Her struggle to stay natural


A Natural Woman

A Memoir

Carole King

Grand Central: 488 pp., $27.99


My favorite scene in Carole King’s long-awaited “A Natural Woman” comes near the beginning -- appropriately, since the teen hitmaker was the epitome of an early starter.

The high school student born Carol Klein had just signed a recording contract with ABC-Paramount. She was attending her first session as a guest when her host Don Costa, the conductor of the session’s orchestra, had to leave the room. King had never held a baton nor read a score before, but she stepped to the podium and, at age 15, proceeded to lead the room of professional musicians.

Multiple Grammy winner, Diamond recording artist and member of the Songwriters Hall of Fame and the Rock and Roll Hall of Fame, Carole King has earned that overused label: a living legend. Such classics as “Up on the Roof,” “Will You Love Me Tomorrow,” “I Feel the Earth Move” and “You’ve Got a Friend” epitomize the concept of the well-written pop song. And they are mere samples from a catalog whose earnings could probably rescue Greece from debt.


But “A Natural Woman” is not about fame; it’s about a woman’s search for normality. King’s career -- and this good-sized memoir -- spans from her doo-wop songwriting beginnings in the 1950s, to her record- busting singer-songwriter days in the ‘70s, her back-to-the-woods retreat and activism, and her stage and screen career in the ‘90s and on.

This book also serves as a travelogue: a Jewish American’s practical Queens childhood, the industrious songwriting factories of Brill Building-era Manhattan, lovely lilting Laurel Canyon, a tough but beautiful survivalist cabin in Idaho and even a humble family dinner in war-torn Belfast. King does not tell the usual celebrity story of hardship, riches, overindulgence, downfall and rehab. “A Natural Woman” is a far more original -- and sometimes, determinedly unglamorous -- tale.

King was a good student and piano-playing prodigy when, like so many teenagers in the 1950s, she discovered rock ‘n’ roll. The music did not lead her to ruin; quite the opposite -- from her first meeting with DJ Alan Freed (arranged by her firefighter father) at 15, King pursued a career as a musician and composer. Her ABC deal yielded no hits, but her songwriting collaboration with a fellow Queens College student, Gerry Goffin, became a solid gold mine. It also turned into a love affair; they married when King was 17, and she had their first baby at barely 18.
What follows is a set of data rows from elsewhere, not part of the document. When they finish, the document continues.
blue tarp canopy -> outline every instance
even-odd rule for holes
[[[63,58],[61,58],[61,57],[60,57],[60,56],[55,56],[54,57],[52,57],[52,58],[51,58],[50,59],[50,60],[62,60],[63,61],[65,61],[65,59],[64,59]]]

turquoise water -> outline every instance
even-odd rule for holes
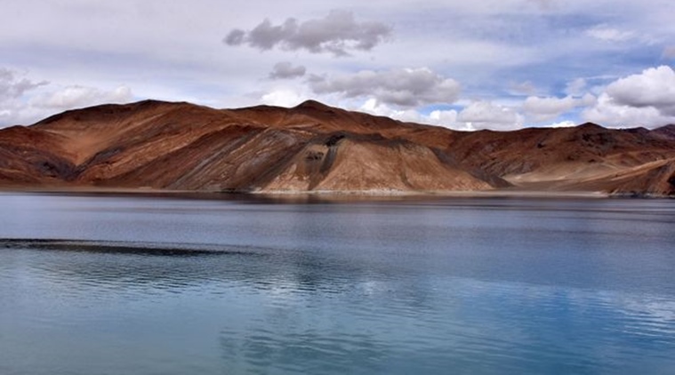
[[[675,373],[675,200],[0,207],[0,374]]]

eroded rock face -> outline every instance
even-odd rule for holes
[[[316,101],[218,110],[146,100],[0,130],[0,186],[671,195],[672,133],[592,124],[462,132]]]

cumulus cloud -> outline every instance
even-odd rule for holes
[[[661,66],[618,79],[583,116],[609,126],[653,128],[675,124],[675,71]]]
[[[567,95],[582,96],[588,83],[583,78],[576,78],[567,83],[565,87],[565,93]]]
[[[534,95],[537,88],[530,81],[511,83],[509,84],[509,92],[514,95]]]
[[[299,22],[289,18],[280,25],[269,20],[249,31],[235,28],[223,39],[228,45],[246,44],[261,51],[278,46],[286,51],[306,50],[348,56],[350,51],[370,51],[391,35],[381,22],[358,22],[350,12],[332,11],[323,19]]]
[[[427,68],[363,70],[333,77],[313,76],[309,83],[316,94],[374,98],[378,102],[404,108],[452,103],[461,91],[459,83]]]
[[[307,69],[305,67],[299,65],[293,67],[288,61],[277,62],[274,65],[271,73],[269,73],[270,79],[290,79],[298,78],[305,75]]]
[[[126,86],[102,91],[93,87],[72,85],[57,92],[37,95],[30,100],[30,104],[42,108],[64,110],[97,104],[125,103],[132,98],[132,91]]]
[[[633,31],[620,30],[605,24],[587,29],[586,35],[603,42],[624,42],[635,37]]]
[[[374,99],[369,99],[361,105],[358,110],[369,113],[375,116],[384,116],[396,120],[407,123],[426,124],[431,125],[444,126],[450,129],[458,129],[457,111],[450,110],[435,110],[425,115],[415,109],[399,109],[394,108],[387,104],[379,103]]]
[[[523,111],[534,122],[552,120],[577,107],[588,107],[595,104],[596,98],[586,94],[581,98],[567,96],[565,98],[531,96],[523,102]]]
[[[86,86],[52,88],[46,81],[35,82],[14,70],[0,68],[0,127],[29,124],[55,112],[133,99],[126,86],[105,91]]]
[[[457,121],[471,130],[513,130],[523,127],[523,116],[509,107],[474,101],[457,115]]]
[[[0,68],[0,105],[7,100],[16,100],[24,93],[40,86],[49,84],[46,81],[33,82],[6,68]]]

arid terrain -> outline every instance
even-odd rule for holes
[[[675,195],[675,125],[456,132],[307,101],[145,100],[0,130],[4,188]]]

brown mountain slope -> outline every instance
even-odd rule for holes
[[[672,195],[673,134],[591,124],[462,132],[311,100],[231,110],[145,100],[0,130],[0,185]]]

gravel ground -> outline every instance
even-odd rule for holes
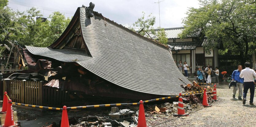
[[[244,105],[242,101],[232,97],[233,88],[228,84],[223,83],[217,86],[219,101],[213,102],[212,107],[199,109],[189,112],[185,117],[167,116],[165,118],[155,119],[147,118],[148,125],[152,127],[256,127],[256,106],[249,104],[250,90]],[[256,91],[254,103],[256,104]],[[151,122],[152,120],[155,122]]]

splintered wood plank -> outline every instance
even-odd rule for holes
[[[160,111],[160,109],[158,108],[157,106],[155,106],[155,111],[156,111],[157,112],[158,112],[159,111]]]
[[[33,104],[36,105],[36,84],[37,82],[35,81],[33,84]]]
[[[28,102],[27,101],[27,81],[25,81],[24,82],[24,85],[25,86],[24,88],[25,89],[25,93],[24,93],[24,98],[25,99],[25,102],[24,102],[24,103],[26,104],[28,104]]]
[[[38,90],[38,83],[39,83],[39,82],[36,82],[36,105],[38,105],[38,92],[37,91]]]

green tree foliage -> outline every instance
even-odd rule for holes
[[[40,11],[32,8],[25,12],[14,11],[7,5],[8,1],[0,0],[0,43],[17,41],[27,45],[46,47],[62,33],[70,21],[58,12],[42,22]],[[10,45],[10,44],[9,44]]]
[[[164,32],[164,29],[160,27],[155,30],[153,26],[155,23],[155,17],[151,17],[151,14],[145,19],[145,13],[142,12],[141,17],[132,24],[132,27],[129,28],[135,32],[148,38],[158,41],[159,42],[166,44],[168,39]]]
[[[241,63],[248,55],[256,53],[255,0],[203,0],[198,8],[191,8],[183,20],[185,29],[179,35],[185,38],[199,30],[207,51],[223,44],[220,53],[239,55]]]

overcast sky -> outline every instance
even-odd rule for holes
[[[160,0],[160,1],[163,0]],[[66,17],[74,15],[78,7],[95,4],[94,11],[118,24],[129,26],[140,17],[142,12],[156,17],[155,28],[159,26],[158,0],[9,0],[8,6],[13,10],[24,11],[35,6],[48,17],[54,11],[59,11]],[[182,26],[182,19],[188,8],[199,7],[197,0],[165,0],[160,2],[161,26],[165,28]],[[65,13],[63,13],[65,12]]]

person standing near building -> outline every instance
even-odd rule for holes
[[[241,71],[243,69],[242,65],[239,65],[237,70],[233,72],[231,75],[231,80],[235,81],[236,83],[236,87],[234,86],[233,87],[233,98],[235,97],[235,93],[237,89],[239,90],[238,92],[238,99],[242,100],[242,93],[243,93],[243,78],[240,78],[239,76]]]
[[[198,82],[203,83],[203,73],[202,73],[202,72],[201,71],[201,68],[198,68],[198,70],[197,70],[197,76],[198,76]]]
[[[206,68],[205,68],[205,69],[204,69],[204,71],[206,72],[207,72],[207,71],[208,71],[208,68],[210,68],[210,69],[211,70],[211,71],[212,71],[212,69],[210,67],[210,65],[208,65],[207,66],[207,67],[206,67]]]
[[[188,77],[188,68],[189,68],[189,65],[187,64],[187,62],[184,62],[184,65],[183,65],[183,69],[184,70],[184,72],[185,72],[185,75],[186,78]]]
[[[182,74],[182,63],[180,60],[179,63],[178,64],[178,68],[179,68],[179,70],[180,70],[180,71],[181,71],[181,73]]]
[[[244,63],[245,69],[241,71],[239,76],[240,78],[244,78],[243,92],[243,104],[245,104],[246,101],[246,95],[248,90],[250,89],[250,104],[251,105],[254,104],[253,102],[253,97],[254,96],[254,91],[255,88],[254,83],[253,83],[253,76],[256,77],[256,73],[253,70],[250,69],[250,63],[246,62]]]
[[[220,83],[220,81],[219,80],[219,72],[220,72],[220,71],[219,71],[219,69],[218,67],[215,67],[215,71],[213,71],[215,72],[215,77],[217,81],[216,85],[219,85]]]
[[[211,77],[211,72],[212,71],[211,71],[211,68],[208,68],[208,71],[207,71],[207,74],[208,74],[208,76],[207,76],[207,80],[206,81],[206,83],[212,83],[212,77]]]
[[[226,75],[227,73],[227,72],[226,71],[223,71],[220,73],[220,76],[221,76],[221,78],[222,78],[222,79],[223,80],[224,83],[226,82],[226,80],[224,76],[225,76],[225,75]]]

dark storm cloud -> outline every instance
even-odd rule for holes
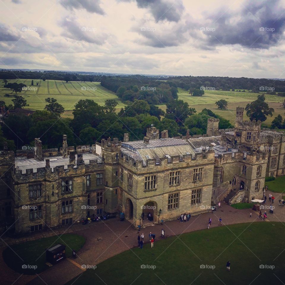
[[[80,26],[73,18],[64,19],[60,23],[64,29],[62,35],[76,41],[102,45],[109,37],[105,33],[100,33],[95,27]]]
[[[267,49],[277,44],[284,38],[285,28],[285,9],[280,3],[279,0],[251,1],[239,11],[221,9],[208,15],[205,21],[207,24],[201,28],[204,48],[237,44]]]
[[[105,12],[100,7],[100,0],[60,0],[65,8],[70,10],[85,9],[90,13],[104,15]]]
[[[133,0],[123,0],[130,2]],[[178,22],[185,8],[182,2],[167,0],[135,0],[139,8],[148,9],[156,22],[167,20]]]

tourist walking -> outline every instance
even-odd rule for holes
[[[153,247],[153,243],[154,242],[154,240],[152,238],[149,241],[151,242],[151,247]]]
[[[228,271],[229,271],[230,267],[231,266],[231,263],[229,261],[228,261],[227,263],[227,270]]]

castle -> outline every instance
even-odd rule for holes
[[[169,138],[152,127],[143,141],[0,153],[0,224],[16,234],[123,212],[137,227],[208,211],[211,205],[262,199],[266,176],[284,175],[285,134],[244,121],[208,120],[207,134]],[[141,220],[144,212],[145,218]],[[150,214],[150,221],[146,218]]]

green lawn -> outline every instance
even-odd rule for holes
[[[3,252],[3,258],[8,266],[15,271],[28,275],[38,273],[48,268],[46,265],[45,250],[59,243],[66,246],[67,257],[72,255],[72,250],[77,251],[83,246],[85,238],[81,235],[66,234],[42,238],[7,247]],[[24,269],[23,265],[36,265],[36,269]]]
[[[243,209],[252,209],[254,204],[254,203],[237,203],[236,204],[232,204],[231,205],[235,209],[242,210]]]
[[[155,243],[153,248],[148,243],[142,250],[125,251],[67,284],[281,285],[277,277],[285,280],[285,259],[279,255],[284,249],[284,234],[282,223],[261,221],[185,234]],[[226,271],[228,260],[230,272]],[[260,268],[262,265],[275,268]]]
[[[265,182],[268,190],[276,193],[285,193],[285,176],[280,176],[275,180]]]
Thus a still-adolescent King began to negotiate that difficult, delicate mix of work and family. She did so without the benefits of ‘60s’ feminist consciousness, with a husband who gradually became afflicted with mental illness. Clearly, the future composer of “It’s Too Late” had plenty of inspirational material with which to write the emotive, confessional songs to which millions could relate -- “My baby’s in one hand, I’ve a pen in the other,” she wrote in “Goodbye Don’t Mean I’m Gone.” But how did she find the time?

King is mostly tactfully taciturn about the father of two of her children. For more, grimmer details of Goffin’s bad behavior (and a broader feminist, historical reading of King’s life), see Sheila Weller’s 2008 book “Girls Like Us: Carole King, Joni Mitchell, Carly Simon -- and the Journey of a Generation.”

King does not hesitate to reveal her physical and emotional abuse at the hands of her third husband, Rick Evers, a psychotic wannabe who helped King flee L.A. for Idaho -- then secluded and terrorized her. Just as she finally worked up the nerve to escape him, Evers died of a cocaine overdose.


Self-determined and financially independent from a young age, King admits she never imagined she could be a victim of abuse. She intends her harrowing confession not to rouse pity but to empower others who may find themselves in such perilous straits.

King does passively, sometimes irritatingly demur throughout “A Natural Woman.” James Taylor tricks his reluctant “sideman” (King’s insistent term) into finally taking the stage herself. Every breakup (she married four times) leaves her bereft. With her practical dress, morning goat-milking chores and Idaho ranch, King’s the ultimate pioneer woman -- right down to her tendency to stand by her man. I wanted to see more of that bold band leader who grabbed the baton at 15.

The book borrows its title from the soul hit that Goffin and King wrote for Aretha Franklin, “(You Make Me Feel Like) A Natural Woman.” Anti-essentialists and other feminist theorists have been arguing for years about just what it means to be a natural woman -- isn’t “natural” a pose itself? At least since Madonna’s conical brassiere, female artists have found donning armor and war paint to be useful ways to wrest control of their image and art (just ask Lady Gaga and Nicki Minaj).

Then again last year, one remarkable young woman with a songwriting gift and an old-soul voice swung the pendulum back toward unprocessed talent. Fans of Adele would do well to study the precocious conductor from Queens who broke pop ground.

After all the professional, romantic, geographic and family moves, King finally has her epiphany at book’s end, while on stage. “I kept pushing music away because I thought it was keeping me from having a normal life.

“At this moment I understand that for me, music is normal life.”